IN: Seizure of person justified under community caretaking function

A seizure of the person may be justified under the community caretaking function when the person appears so intoxicated or out of it that he’s a danger to himself or others. McNeal v. State, 2016 Ind. App. LEXIS 408 (Nov. 14, 2016):

P16 In assessing whether the community caretaking function justifies the warrantless seizure of a person, the trial court must determine: “(1) that a seizure within the meaning of the [F]ourth [A]mendment has occurred; (2) if so, whether the police conduct was bona fide community caretaker activity; and (3) if so, whether the public need and interest outweigh the intrusion upon the privacy of the individual.” Kramer, 759 N.W.2d at 605. During the second step—i.e., whether the police conduct was bona fide community caretaker activity—”a court considers whether police conduct is ‘totally divorced from the detection, investigation, or acquisition of evidence relating to the violation of a criminal statute.'” Id. at 606 (quoting Cady, 413 U.S. at 441). This determination is based on an examination of the totality of the circumstances as they existed at the time of the police officer’s conduct. Id. at 608. While a police officer’s subjective intent may be a factor to consider in the totality of the circumstances, when “an objectively reasonable basis for the community caretaker function is shown, that determination is not negated by the officer’s subjective law enforcement concerns.” Id. The third step—the balance of public needs against individual privacy interests—assesses whether the officer’s exercise of his or her community caretaker function was reasonable. Id. at 610. “The stronger the public need and the more minimal the intrusion upon an individual’s liberty, the more likely the police conduct will be held to be reasonable.” Id. at 611. In balancing these interests, the court considers: (1) the degree of the public interest and the exigency of the situation; (2) the attendant circumstances surrounding the seizure, including time, location, and the degree of overt authority and force displayed; (3) whether an automobile is involved; and (4) the availability, feasibility, and effectiveness of alternatives to the type of intrusion actually accomplished. Id.
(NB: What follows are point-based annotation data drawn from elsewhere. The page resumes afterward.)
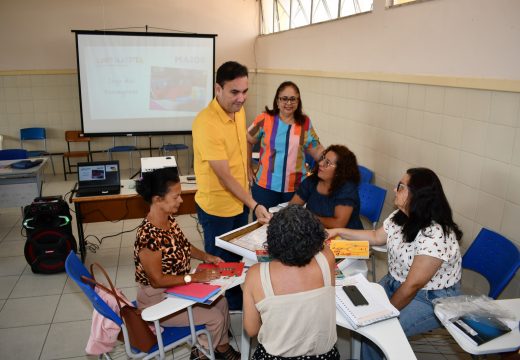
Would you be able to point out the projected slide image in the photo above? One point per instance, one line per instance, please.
(177, 89)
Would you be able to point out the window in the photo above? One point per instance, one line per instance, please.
(280, 15)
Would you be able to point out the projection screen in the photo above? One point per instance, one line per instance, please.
(143, 83)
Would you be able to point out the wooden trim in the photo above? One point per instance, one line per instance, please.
(449, 81)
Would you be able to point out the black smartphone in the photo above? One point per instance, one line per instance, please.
(355, 295)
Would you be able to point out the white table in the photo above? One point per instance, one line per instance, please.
(19, 187)
(504, 343)
(387, 334)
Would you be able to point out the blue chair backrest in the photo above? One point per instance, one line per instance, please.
(75, 269)
(13, 154)
(494, 257)
(32, 134)
(372, 199)
(366, 174)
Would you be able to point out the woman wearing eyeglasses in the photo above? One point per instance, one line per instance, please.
(285, 135)
(424, 261)
(331, 192)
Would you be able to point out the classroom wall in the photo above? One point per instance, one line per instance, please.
(38, 81)
(452, 38)
(432, 84)
(446, 95)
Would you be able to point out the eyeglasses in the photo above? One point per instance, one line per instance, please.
(326, 162)
(287, 100)
(400, 186)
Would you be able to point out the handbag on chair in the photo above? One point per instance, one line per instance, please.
(139, 333)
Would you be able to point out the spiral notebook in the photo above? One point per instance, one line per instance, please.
(379, 307)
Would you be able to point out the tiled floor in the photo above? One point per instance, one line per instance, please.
(46, 317)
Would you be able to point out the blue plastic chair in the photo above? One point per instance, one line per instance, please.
(36, 134)
(13, 154)
(165, 148)
(171, 336)
(124, 148)
(494, 257)
(366, 174)
(372, 199)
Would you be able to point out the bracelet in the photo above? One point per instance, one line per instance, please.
(255, 207)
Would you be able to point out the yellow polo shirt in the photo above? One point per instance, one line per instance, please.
(217, 137)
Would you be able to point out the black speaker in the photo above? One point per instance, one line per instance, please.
(48, 224)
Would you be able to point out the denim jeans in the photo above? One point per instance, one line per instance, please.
(415, 318)
(269, 198)
(214, 226)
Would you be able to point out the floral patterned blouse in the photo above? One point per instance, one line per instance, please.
(173, 245)
(429, 241)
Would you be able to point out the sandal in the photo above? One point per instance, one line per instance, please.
(229, 354)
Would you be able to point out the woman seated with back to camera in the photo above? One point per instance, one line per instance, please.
(331, 192)
(162, 255)
(290, 301)
(424, 260)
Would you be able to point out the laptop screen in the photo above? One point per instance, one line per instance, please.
(98, 174)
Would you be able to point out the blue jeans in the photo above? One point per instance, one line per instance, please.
(415, 318)
(269, 198)
(214, 226)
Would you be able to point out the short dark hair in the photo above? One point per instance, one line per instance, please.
(230, 70)
(427, 203)
(294, 236)
(299, 116)
(156, 183)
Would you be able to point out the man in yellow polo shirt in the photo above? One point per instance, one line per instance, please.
(220, 155)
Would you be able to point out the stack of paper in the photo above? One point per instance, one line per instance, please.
(378, 308)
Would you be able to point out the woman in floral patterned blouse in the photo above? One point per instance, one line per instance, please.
(162, 255)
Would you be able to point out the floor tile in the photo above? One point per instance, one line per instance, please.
(23, 343)
(106, 257)
(125, 276)
(12, 265)
(39, 284)
(106, 227)
(7, 283)
(109, 240)
(128, 239)
(28, 311)
(126, 256)
(73, 307)
(76, 333)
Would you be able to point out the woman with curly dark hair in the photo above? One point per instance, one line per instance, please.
(331, 192)
(424, 261)
(290, 302)
(162, 258)
(285, 135)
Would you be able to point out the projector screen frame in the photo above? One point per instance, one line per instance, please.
(138, 34)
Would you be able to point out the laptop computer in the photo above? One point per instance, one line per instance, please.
(98, 178)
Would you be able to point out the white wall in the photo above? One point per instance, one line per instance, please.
(37, 34)
(460, 38)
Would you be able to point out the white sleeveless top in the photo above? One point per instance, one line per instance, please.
(302, 323)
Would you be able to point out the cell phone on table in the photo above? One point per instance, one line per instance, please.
(355, 295)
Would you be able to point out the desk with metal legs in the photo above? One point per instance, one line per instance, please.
(126, 205)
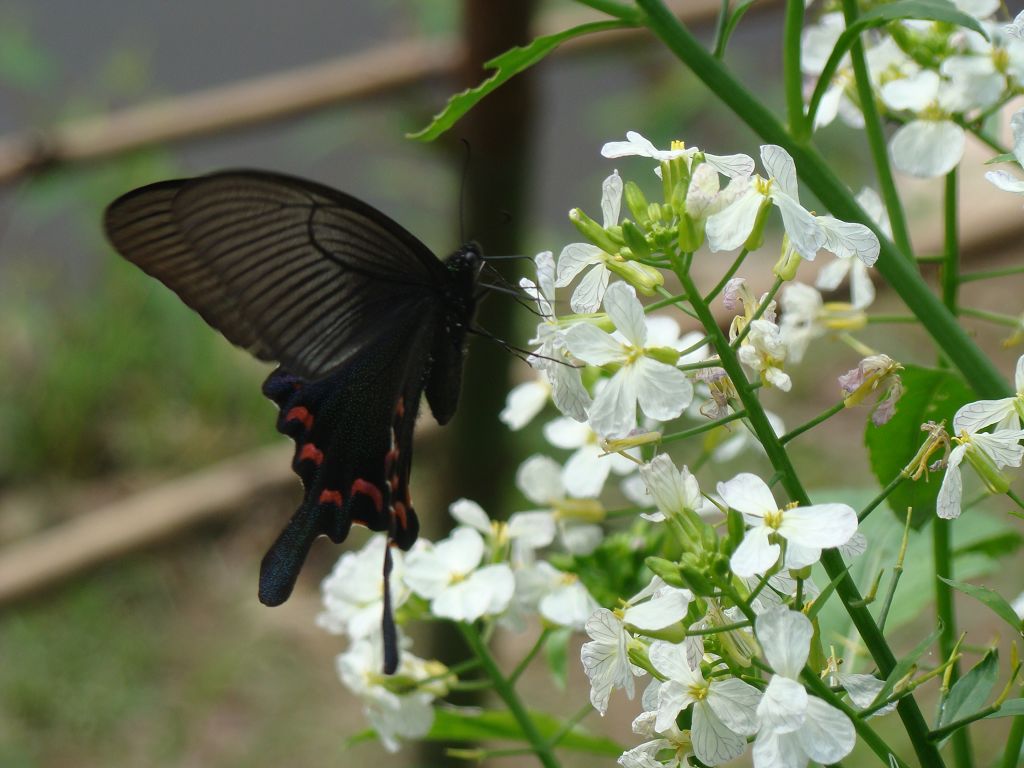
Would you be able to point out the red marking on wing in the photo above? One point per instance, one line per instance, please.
(311, 453)
(368, 488)
(302, 415)
(399, 512)
(331, 497)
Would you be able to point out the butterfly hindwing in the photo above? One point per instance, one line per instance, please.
(353, 441)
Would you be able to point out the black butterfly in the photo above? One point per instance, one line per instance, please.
(360, 315)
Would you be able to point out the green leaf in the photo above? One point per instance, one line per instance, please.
(971, 691)
(930, 395)
(929, 10)
(453, 724)
(904, 666)
(993, 600)
(556, 650)
(993, 547)
(1007, 157)
(1012, 708)
(508, 65)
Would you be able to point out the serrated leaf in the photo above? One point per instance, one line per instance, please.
(452, 724)
(995, 602)
(556, 649)
(508, 65)
(929, 395)
(904, 666)
(971, 692)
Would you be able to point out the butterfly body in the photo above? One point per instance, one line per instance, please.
(360, 316)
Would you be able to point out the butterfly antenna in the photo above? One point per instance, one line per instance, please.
(522, 354)
(462, 189)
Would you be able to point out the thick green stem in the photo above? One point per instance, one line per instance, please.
(846, 589)
(508, 694)
(893, 263)
(791, 70)
(942, 552)
(877, 139)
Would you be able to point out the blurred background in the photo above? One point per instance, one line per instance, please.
(140, 475)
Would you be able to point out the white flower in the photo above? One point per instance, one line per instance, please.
(636, 145)
(1004, 180)
(353, 593)
(393, 717)
(588, 468)
(448, 573)
(540, 479)
(662, 390)
(578, 256)
(675, 492)
(605, 660)
(806, 529)
(795, 728)
(729, 228)
(764, 351)
(1004, 413)
(930, 145)
(567, 391)
(987, 453)
(724, 710)
(833, 273)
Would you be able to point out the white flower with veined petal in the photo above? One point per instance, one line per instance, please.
(578, 256)
(1004, 180)
(807, 530)
(987, 453)
(793, 727)
(663, 391)
(833, 273)
(567, 391)
(353, 593)
(729, 228)
(724, 710)
(448, 573)
(1004, 413)
(588, 468)
(605, 659)
(637, 145)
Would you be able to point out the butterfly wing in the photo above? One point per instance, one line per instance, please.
(353, 442)
(296, 272)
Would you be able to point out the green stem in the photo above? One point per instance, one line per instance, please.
(762, 308)
(508, 694)
(950, 264)
(1011, 756)
(845, 587)
(676, 436)
(792, 76)
(737, 262)
(877, 139)
(942, 552)
(990, 273)
(893, 263)
(824, 416)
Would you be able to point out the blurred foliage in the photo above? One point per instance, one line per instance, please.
(110, 370)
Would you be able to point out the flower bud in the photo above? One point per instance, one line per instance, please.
(635, 240)
(637, 204)
(594, 231)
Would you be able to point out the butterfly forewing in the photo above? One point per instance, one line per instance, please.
(294, 271)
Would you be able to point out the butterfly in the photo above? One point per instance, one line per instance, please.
(360, 316)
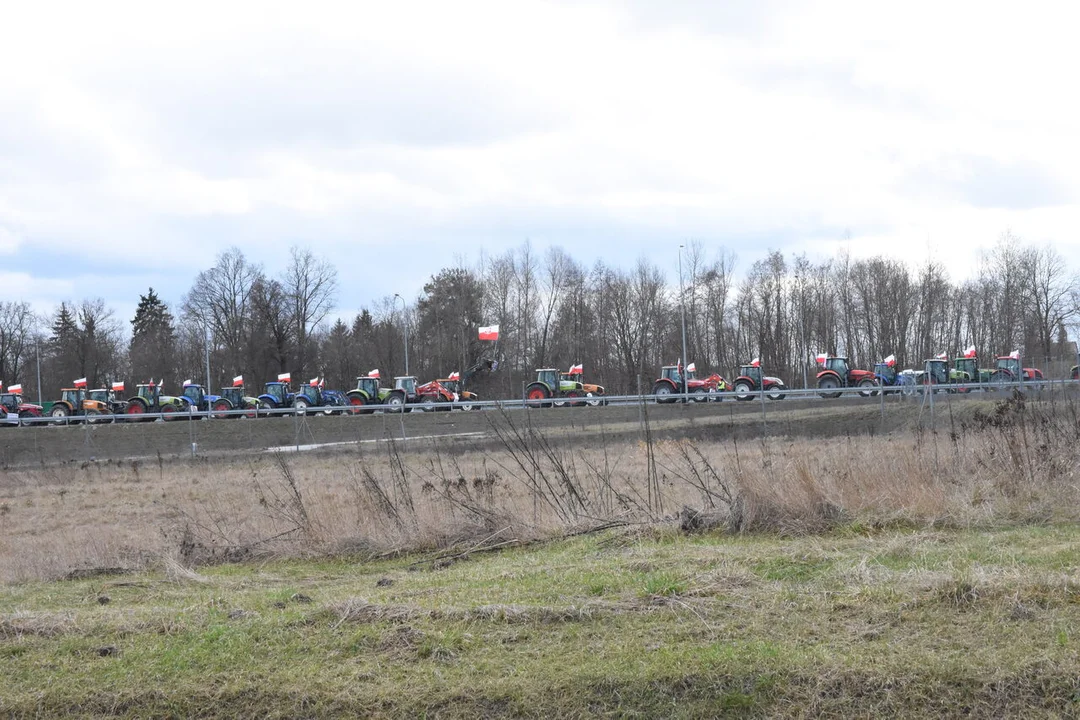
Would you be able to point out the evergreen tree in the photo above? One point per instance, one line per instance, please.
(152, 350)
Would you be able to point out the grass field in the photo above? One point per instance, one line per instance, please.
(625, 622)
(537, 573)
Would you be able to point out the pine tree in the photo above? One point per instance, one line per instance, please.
(152, 349)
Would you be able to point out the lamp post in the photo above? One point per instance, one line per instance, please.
(405, 325)
(682, 307)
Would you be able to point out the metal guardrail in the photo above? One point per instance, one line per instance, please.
(518, 404)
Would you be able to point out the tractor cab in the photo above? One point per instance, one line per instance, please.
(148, 393)
(368, 385)
(406, 384)
(936, 372)
(279, 393)
(752, 371)
(838, 365)
(886, 372)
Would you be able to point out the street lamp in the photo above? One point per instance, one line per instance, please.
(405, 325)
(682, 307)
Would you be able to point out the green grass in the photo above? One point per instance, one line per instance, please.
(648, 624)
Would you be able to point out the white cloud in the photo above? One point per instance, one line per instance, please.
(145, 128)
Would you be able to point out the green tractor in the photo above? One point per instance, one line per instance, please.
(234, 398)
(551, 389)
(148, 398)
(366, 393)
(75, 403)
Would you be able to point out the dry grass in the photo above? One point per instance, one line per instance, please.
(1016, 463)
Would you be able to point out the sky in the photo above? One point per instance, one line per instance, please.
(137, 140)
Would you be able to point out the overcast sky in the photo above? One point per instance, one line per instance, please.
(137, 140)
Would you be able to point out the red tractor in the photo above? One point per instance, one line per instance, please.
(838, 374)
(670, 384)
(752, 380)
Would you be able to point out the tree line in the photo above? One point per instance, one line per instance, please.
(621, 323)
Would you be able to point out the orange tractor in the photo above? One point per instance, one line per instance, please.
(671, 381)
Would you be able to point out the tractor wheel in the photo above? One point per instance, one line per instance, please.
(663, 391)
(221, 408)
(743, 391)
(537, 395)
(831, 386)
(356, 404)
(396, 402)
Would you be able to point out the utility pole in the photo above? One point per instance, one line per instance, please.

P17 In the present case, there is no dispute that Officer Helton seized McNeal within the meaning of the Fourth Amendment when he handcuffed him and had him remain seated on the sidewalk while waiting for medics to arrive. Turning to the second prong, Officer Helton articulated an objectively reasonable basis for detaining McNeal that was wholly unrelated to any criminal investigative duties. Officer Helton testified that he detained McNeal out of concern for his safety. In addition to McNeal appearing to be in “dire straits medically,” Tr. at 14, he had already fallen on the sidewalk twice, one time falling over Kemo. The objective facts that existed at the time of the detention indicated that McNeal was endangering himself and others. Moreover, Officer Helton’s subjective belief matched the objectively reasonable basis for detaining McNeal. Officer Helton testified that he believed that McNeal was in need of medical assistance, and the officer denied that he was investigating McNeal for any criminal activity. Id. at 31. Based upon these facts, we conclude that Officer Helton was engaged in a bona fide community caretaking function.

P18 In determining whether Officer Helton’s conduct was reasonable under the third prong of the analysis, we balance the public interest or need that was furthered by Officer Helton’s conduct against the degree and nature of the restriction upon McNeal’s liberty interests. The public interest in assuring that police render aid to a citizen who appears to be in severe medical distress and in need of immediate care, and who voluntarily and literally stumbles upon the officer and engages his attention, is incredibly high. Officer Helton was already performing his community caretaking function in checking the welfare of Kemo, who was lying face down on a public sidewalk, when McNeal interrupted and interfered, bringing his own apparent medical distress to light. Officer Helton did not exercise any overt authority over McNeal until McNeal had already fallen twice, and the officer’s requests for McNeal to stay seated for his own safety, and the safety of others, went unheeded. No vehicle was involved here, so that factor is irrelevant. Regarding the availability, feasibility, and effectiveness of alternatives to the type of intrusion actually accomplished, the facts indicate that handcuffing McNeal until medics could [*15] arrive was the most feasible, effective, and least intrusive means for Officer Helton to secure McNeal’s safety and to prevent additional potential hazards from materializing.